Clarence undoubtedly was a malmsey addict. It is clear that he had a sybaritic strain in him and so he would prefer this fine wine to any other.
A study of the character of this man makes it clear he had an acute dread of death. He was not a fatalist in any sense of the word and could not be expected to meet death with resignation. He was flighty, treacherous, impetuous, proud to a point of unreason, selfish in every thought and instinct, and he was young to die—only twenty-eight and in sound health. It goes without saying that the hours which passed after he was told he must die were filled with panic and a suffocating fear of what that meant. Although not actually a coward, every moment would pass in fear of the sharp edge of the headsman’s ax. He would see it suspended over his head as he knelt at the block. He would live in dread of the moment when it would cut through his neck. Other ways of ending the privileged existence of a prince of the blood royal would seem almost as dreadful, particularly the horrible agonies of death from poisoning.
But there had always been a partial belief, or a myth, that drowning is an easy death. Perhaps Clarence thought of that and believed also that a taste of a favorite wine on his palate would lessen still further the pangs of death.
One point seems reasonably certain: if Clarence did make such a suggestion, Edward would have accepted it as an easy solution of a harrowing problem. George must die. Let him die, then, the way he desired.
A wine butt is a large container. In the fifteenth century it was constructed to hold 120 gallons and sometimes a little more. It might not be practical to carry one through the narrow and sharply angled passages of the prison. Certainly it would be impossible to get one through the door of a cell. The conscientious investigator who sought to ascertain where the butt stood in Clarence’s cell might have saved himself his pains. The butt would not have been taken to Clarence, he would have been taken to it.
This would have been the method employed. He would have been securely trussed and then led, or carried, down into the dark, dank cellars of the Tower where the wine butts stood. And there, his knees bound close beneath his chin, the troublesome prince would have been lowered into the wine he had imbibed so appr
eciatively in life, and the cover closed down securely.
This is no more than a theory. The mystery which Edward IV created by his desire to get rid of Clarence as secretly as possible will always remain a mystery.
CHAPTER X
William Caxton
1
THE dynastic struggles called the Wars of the Roses were the cause of widespread suffering in England. An equally serious charge may be laid on the doorsteps of the titled contestants who split the nation apart in the latter half of the fifteenth century. While Englishmen rode or marched to battle under either one of the two symbolic roses, the Renaissance was sweeping Europe.
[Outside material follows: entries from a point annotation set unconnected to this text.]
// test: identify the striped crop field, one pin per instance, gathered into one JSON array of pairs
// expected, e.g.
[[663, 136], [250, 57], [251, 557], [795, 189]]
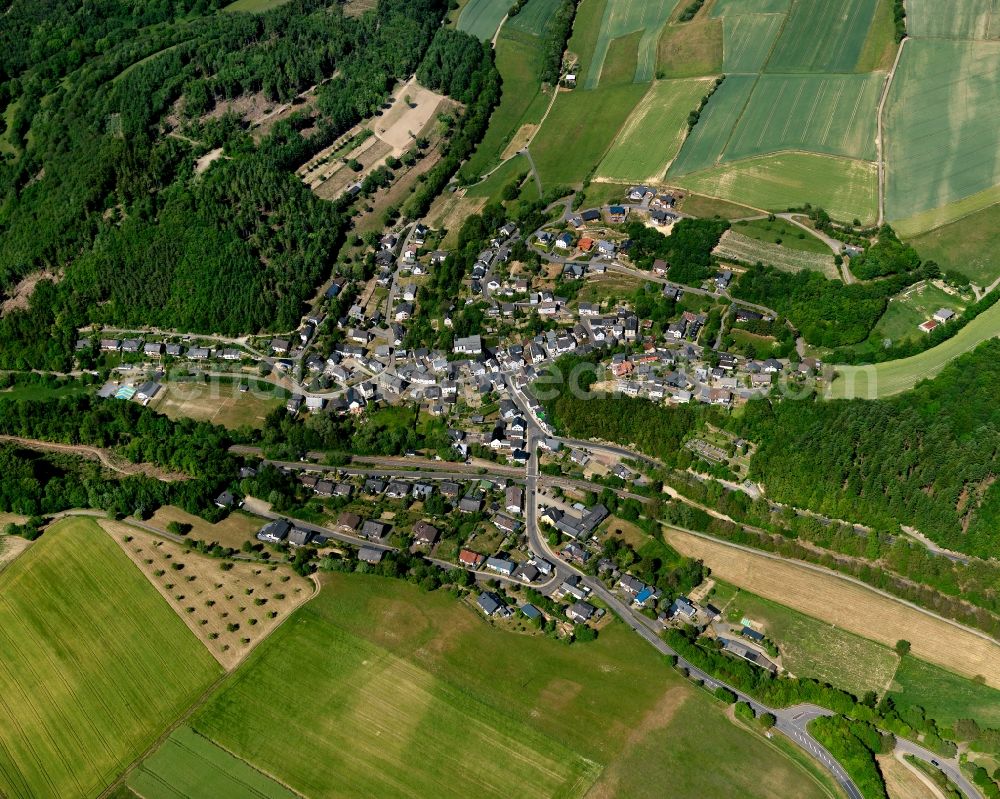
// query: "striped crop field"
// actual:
[[963, 19], [748, 39], [95, 664], [823, 37], [941, 121], [654, 132], [623, 17]]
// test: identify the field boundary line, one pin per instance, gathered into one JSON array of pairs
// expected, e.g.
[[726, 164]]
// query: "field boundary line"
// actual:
[[880, 133], [831, 573]]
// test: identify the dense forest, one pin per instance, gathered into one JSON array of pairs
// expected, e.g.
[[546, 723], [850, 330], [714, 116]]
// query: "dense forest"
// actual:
[[928, 458], [109, 112]]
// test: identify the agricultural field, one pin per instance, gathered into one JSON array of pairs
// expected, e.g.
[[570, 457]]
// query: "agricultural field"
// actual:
[[654, 131], [392, 676], [910, 308], [812, 648], [944, 695], [893, 377], [229, 611], [970, 246], [579, 130], [745, 250], [186, 764], [219, 403], [831, 114], [690, 49], [966, 19], [940, 123], [621, 19], [846, 188], [95, 664], [826, 37], [748, 40], [850, 606], [706, 143], [481, 18]]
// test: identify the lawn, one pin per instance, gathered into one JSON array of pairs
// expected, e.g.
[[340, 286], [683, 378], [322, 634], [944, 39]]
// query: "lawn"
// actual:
[[579, 130], [654, 132], [623, 18], [95, 664], [831, 114], [481, 18], [690, 49], [966, 19], [970, 246], [846, 188], [749, 39], [186, 764], [409, 692], [705, 144], [910, 308], [940, 123], [945, 696], [519, 60], [812, 648], [824, 37], [893, 377]]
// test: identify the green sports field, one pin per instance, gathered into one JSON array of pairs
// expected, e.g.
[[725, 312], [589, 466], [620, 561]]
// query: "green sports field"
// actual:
[[654, 132], [829, 114], [965, 19], [623, 18], [387, 690], [481, 18], [892, 377], [186, 764], [579, 130], [846, 188], [706, 143], [95, 664], [941, 121], [823, 37], [748, 39]]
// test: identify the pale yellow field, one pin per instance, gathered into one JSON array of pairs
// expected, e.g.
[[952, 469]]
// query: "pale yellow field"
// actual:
[[847, 605], [209, 599]]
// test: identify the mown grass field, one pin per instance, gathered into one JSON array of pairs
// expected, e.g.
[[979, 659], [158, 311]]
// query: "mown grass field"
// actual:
[[748, 40], [95, 664], [706, 143], [944, 695], [519, 60], [481, 18], [893, 377], [654, 132], [845, 187], [389, 690], [579, 130], [186, 764], [940, 124], [823, 37], [966, 19], [621, 19], [691, 49], [970, 246], [812, 648], [832, 114]]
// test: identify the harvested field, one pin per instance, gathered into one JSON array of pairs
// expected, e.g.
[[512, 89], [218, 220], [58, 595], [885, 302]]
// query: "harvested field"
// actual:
[[846, 188], [95, 665], [745, 250], [211, 601], [654, 132], [941, 120], [847, 605]]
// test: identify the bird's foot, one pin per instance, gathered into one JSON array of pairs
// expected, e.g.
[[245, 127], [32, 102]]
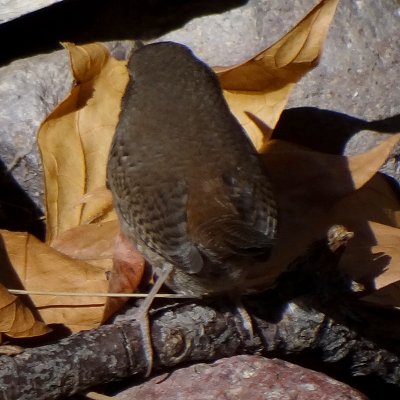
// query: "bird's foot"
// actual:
[[142, 317]]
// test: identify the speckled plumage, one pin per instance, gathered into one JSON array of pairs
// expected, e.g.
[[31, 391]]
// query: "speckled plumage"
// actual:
[[187, 184]]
Men were awakening to new intellectual interests, to the study of new philosophies, to the enjoyment of great advances in the arts. These significant changes, which reached a high point in the years when the English civil war attained its peak of savagery, were reflected rather dimly in the island kingdom. Chaucer had died before the fighting began, but a few other pens were still devoted to writing in the English tongue. On the whole the period was undistinguished and dreary.
It would be unfair, however, to pass by these years, after detailing the trials, the cruelties, the loves, the hates, the intrigues of an England resounding to the clash of arms and the fearsome booming of new weapons called cannon, without turning to one event which opened up great new vistas. During the reign of Edward IV a man named William Caxton set up a curious shop in London for the printing of books.